# Problems Building a WAPI!



## Grim Reality (Mar 19, 2014)

Perhaps someone on this forum can give the address of a good source of that special wax
used in the construction of WAPI's? Specifically it is called "Myverol 18-06 K". It has a
melting point that perfectly coincides with the proper temperature for the pasteurization
of water. Since the effect of pasteurization occurs at a temperature quite a bit less than
boiling, it saves fuel if you know exactly when the proper temperture has been achieved.

So...once again...can anyone tell me where I can get this Myverol 18-06 K wax? The rest
of the technique of building the WAPI (Water Pasteurization Indicator) is simple. Trying
to locate this primary ingredient is stumping me!

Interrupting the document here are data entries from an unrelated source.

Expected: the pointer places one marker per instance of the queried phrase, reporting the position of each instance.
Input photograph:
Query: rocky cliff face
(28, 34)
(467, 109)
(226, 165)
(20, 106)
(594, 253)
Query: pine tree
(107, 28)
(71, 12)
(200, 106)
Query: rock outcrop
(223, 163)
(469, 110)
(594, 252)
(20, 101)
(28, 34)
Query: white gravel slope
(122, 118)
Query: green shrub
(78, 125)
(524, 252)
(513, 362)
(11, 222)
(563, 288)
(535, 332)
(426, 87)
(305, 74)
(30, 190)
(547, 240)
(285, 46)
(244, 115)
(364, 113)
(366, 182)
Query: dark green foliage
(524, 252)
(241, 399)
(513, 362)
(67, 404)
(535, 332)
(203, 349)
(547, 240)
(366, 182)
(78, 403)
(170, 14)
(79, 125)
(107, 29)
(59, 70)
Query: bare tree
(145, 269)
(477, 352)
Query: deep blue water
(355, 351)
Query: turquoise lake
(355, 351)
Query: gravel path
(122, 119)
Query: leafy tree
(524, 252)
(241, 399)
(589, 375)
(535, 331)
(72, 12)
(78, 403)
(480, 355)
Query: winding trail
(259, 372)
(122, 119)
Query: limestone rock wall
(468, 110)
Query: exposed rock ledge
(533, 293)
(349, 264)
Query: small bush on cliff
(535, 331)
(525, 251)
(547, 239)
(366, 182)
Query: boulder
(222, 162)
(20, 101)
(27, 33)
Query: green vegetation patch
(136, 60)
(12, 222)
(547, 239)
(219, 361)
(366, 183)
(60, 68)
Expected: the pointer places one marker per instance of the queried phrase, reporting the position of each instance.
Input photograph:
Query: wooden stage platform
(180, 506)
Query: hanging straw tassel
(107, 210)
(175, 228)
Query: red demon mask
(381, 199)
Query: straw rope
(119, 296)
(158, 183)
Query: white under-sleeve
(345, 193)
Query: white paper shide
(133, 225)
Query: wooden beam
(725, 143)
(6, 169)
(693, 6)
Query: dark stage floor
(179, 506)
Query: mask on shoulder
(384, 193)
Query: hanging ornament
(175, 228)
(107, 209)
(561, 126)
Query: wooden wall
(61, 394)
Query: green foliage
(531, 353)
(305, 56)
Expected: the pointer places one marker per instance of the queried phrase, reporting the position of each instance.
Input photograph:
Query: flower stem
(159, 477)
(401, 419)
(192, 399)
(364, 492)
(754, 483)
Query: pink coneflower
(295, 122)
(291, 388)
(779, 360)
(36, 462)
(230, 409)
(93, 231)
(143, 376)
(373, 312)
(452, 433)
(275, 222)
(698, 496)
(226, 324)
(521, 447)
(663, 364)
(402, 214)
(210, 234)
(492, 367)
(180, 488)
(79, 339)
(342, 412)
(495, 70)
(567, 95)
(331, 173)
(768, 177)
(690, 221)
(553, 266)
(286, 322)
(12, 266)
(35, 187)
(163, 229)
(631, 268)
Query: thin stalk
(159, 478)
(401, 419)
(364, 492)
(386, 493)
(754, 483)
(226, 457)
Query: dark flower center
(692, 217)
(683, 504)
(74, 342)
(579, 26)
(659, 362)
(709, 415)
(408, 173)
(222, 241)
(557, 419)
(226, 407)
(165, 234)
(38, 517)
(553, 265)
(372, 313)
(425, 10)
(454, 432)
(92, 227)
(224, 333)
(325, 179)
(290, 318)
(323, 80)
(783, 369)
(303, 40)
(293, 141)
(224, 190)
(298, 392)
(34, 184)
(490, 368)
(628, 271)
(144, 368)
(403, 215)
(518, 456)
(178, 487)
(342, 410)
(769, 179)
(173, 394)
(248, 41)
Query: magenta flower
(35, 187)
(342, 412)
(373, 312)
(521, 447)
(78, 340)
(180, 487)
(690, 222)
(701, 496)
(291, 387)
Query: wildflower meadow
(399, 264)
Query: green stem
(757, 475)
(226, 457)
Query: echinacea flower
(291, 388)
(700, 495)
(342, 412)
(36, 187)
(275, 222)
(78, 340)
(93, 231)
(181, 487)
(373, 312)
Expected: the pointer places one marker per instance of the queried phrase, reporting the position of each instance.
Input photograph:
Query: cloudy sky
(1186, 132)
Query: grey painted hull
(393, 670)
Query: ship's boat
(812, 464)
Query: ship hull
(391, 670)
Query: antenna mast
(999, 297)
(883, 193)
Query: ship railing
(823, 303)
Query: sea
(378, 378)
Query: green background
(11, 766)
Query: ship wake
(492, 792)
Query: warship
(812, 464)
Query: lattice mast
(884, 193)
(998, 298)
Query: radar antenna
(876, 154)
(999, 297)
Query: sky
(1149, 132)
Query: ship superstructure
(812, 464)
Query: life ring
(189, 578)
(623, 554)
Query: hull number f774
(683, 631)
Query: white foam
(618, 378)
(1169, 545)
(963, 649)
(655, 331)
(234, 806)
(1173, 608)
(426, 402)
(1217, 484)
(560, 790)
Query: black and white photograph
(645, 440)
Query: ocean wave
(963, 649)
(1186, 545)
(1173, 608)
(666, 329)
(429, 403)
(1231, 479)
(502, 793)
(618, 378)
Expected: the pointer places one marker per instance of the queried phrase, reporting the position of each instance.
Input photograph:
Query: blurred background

It is evidently an emulsifier often used in food production. I can locate vendors who will 
sell it in 55 gal. drums...FAR more than I need. A quart would be a triple lifetime supply!

Thanks,

Grim


----------



## darsk20 (Jun 1, 2015)

Grim Reality said:


> Perhaps someone on this forum can give the address of a good source of that special wax
> used in the construction of WAPI's? Specifically it is called "Myverol 18-06 K". It has a
> melting point that perfectly coincides with the proper temperature for the pasteurization
> of water. Since the effect of pasteurization occurs at a temperature quite a bit less than
> ...


I know you want to make your own, but:

http://www.amazon.com/Sunflair-Water-Pasteurization-Indicator-WAPI/dp/B00F7104EY

Otherwise a thermometer might work as well. Water just has to get to 65 C to be pasteurized.


----------